22/07/16 12:17:35: apache configuration has been modified
22/07/16 12:17:35: Syntax OK
22/07/16 12:17:35: Failed to reload httpd.service: Unit httpd.service is mas\
22/07/16 12:17:35: ** reload httpd: Fail
systemctl gave me a suggestion:
[circlevm9]root: systemctl status httpd
Loaded: masked (/etc/systemd/system/multi-user.target.wants httpd.service; disabled; vendor preset: enabled)
Active: inactive (dead)
Warning: httpd.service changed on disk. Run 'systemctl daemon-reload' to reload units.
So I tried that:
[circlevm9]root: systemctl daemon-reload
[circlevm9]root: systemctl status httpd
httpd.service – The Apache HTTP Server
Loaded: loaded (/usr/lib/systemd/system/httpd.service; disabled; vendor preset: enabled)
Active: inactive (dead)
Now, after doing an ‘om apacheconf stop’, ‘om apacheconf start’ worked and left httpd process running with /var/www/html/ as the docroot, but with all access denied.

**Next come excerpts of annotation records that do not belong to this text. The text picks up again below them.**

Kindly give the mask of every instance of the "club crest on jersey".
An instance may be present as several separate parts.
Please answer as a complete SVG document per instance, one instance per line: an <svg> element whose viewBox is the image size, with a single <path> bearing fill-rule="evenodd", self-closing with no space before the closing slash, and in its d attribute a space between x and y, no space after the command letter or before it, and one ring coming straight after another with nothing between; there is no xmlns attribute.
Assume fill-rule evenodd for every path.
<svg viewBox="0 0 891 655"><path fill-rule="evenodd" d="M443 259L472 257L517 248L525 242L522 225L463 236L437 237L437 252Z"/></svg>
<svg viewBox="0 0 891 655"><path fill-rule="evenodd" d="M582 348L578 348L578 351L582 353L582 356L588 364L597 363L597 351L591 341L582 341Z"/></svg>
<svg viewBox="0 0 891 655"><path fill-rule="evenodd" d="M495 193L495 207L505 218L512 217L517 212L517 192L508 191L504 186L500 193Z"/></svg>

I’m presuming a reboot would have had a similar affect.
I then added a simple vhost to open up access to /var/www/html/ so that I could dump stuff in their and convince myself the basics worked.
!apacheconf.vhosts mADD(default) apacheconf.vhostname_default _default_ apacheconf.vhostdocroot_default /var/www/html apacheconf.vhostaccesslog_default /var/lcfg/log/apacheconf.access apacheconf.vhosterrorlog_default /var/lcfg/log/apacheconf.error !apacheconf.vhostverbatim_default mADD(stuff) apacheconf.vhostline_default_stuff <Directory "<%apacheconf.vhostdocroot_default%>">¶\ Options Indexes FollowSymLinks¶\ Require all granted¶\ </Directory>
With that done, I was able to drop files into /var/www/html/ and they would be served. Equally I added some symlinks to other bits of the file system, and they were followed unless file permissions said otherwise. So a symlink to /afs/inf.ed.ac.uk/ showed the contents of publicly accessible stuff, but all other access was denied by ACLs.
So now I know if I add apacheconf-waklog.h and get it working, if they symlinks to AFS show more content, then httpd will have obtained the necessary AFS PTS tokens.